Decididamente, o meu elevador estava a subir.
O argumento original de Easter Parade fora escrito pela equipa de marido e mulher de Albert Hackett e Francês Goodrich. Eram uns escritores maravilhosos que anos mais tarde deslumbrariam a Broadway com The Dimy of Anne Frank.
Mas Freed tinha razão. O que o argumento precisava era de um pouco de humor e de um toque de leveza. A história que os Hacketts tinham escrito era demasiado séria para um musical. Sentei-me e comecei a escrever uma nova história.
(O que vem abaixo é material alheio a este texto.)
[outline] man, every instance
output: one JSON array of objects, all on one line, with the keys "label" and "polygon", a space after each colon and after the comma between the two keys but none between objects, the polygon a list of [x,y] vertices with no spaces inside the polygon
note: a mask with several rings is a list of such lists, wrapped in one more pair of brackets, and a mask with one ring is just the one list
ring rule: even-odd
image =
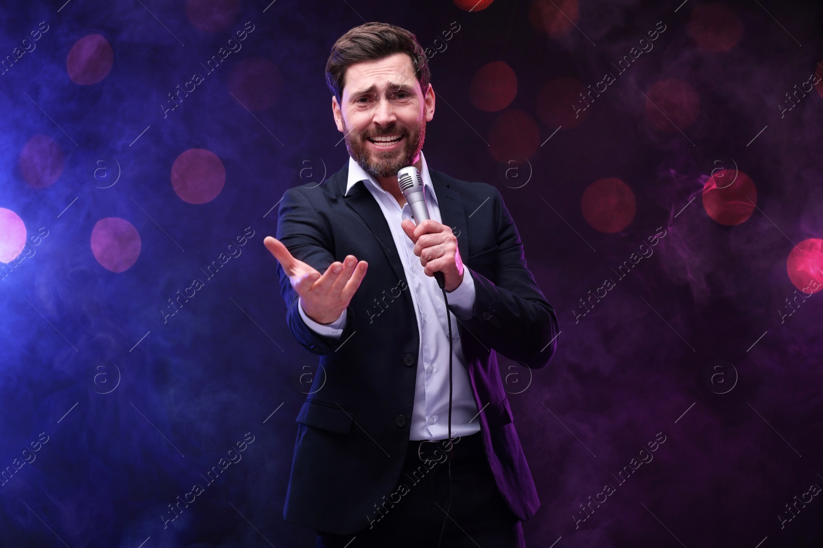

Na manhã seguinte fui chamado ao escritório de Arthur Freed. Com ele estava um homem baixo, com um rosto de querubim e olhos inquiridores.
- Apresento-lhe Irving Berlin.
Em pessoa. O gênio que escrevera Alexander’s Ragtime Band, God Bless America, There’s no Business Like Show Business, Puttin on the Ritz e Top Hat. Um dia alguém perguntara a Jerome Kern qual era, em sua opinião, o lugar de Irving Berlin na música americana.
Ele respondera simplesmente:
- Irving Berlin é a música americana.
- Sidney Sheldon. Respondi, fingindo que não estava deslumbrado.
O senhor Berlin estendeu a mão.
- Prazer em conhecer. Já sei que vamos trabalhar juntos. Tinha uma voz aguda.
- Exatamente.
Não mencionei a minha experiência de Nova Iorque, onde quase o substituíra como o maior criador de canções da América, porque íamos trabalhar juntos e não o queria deixar nervoso.
Quando começamos a trabalhar em Easter Parade, Irving Berlin tinha sessenta anos e o entusiasmo de um adolescente.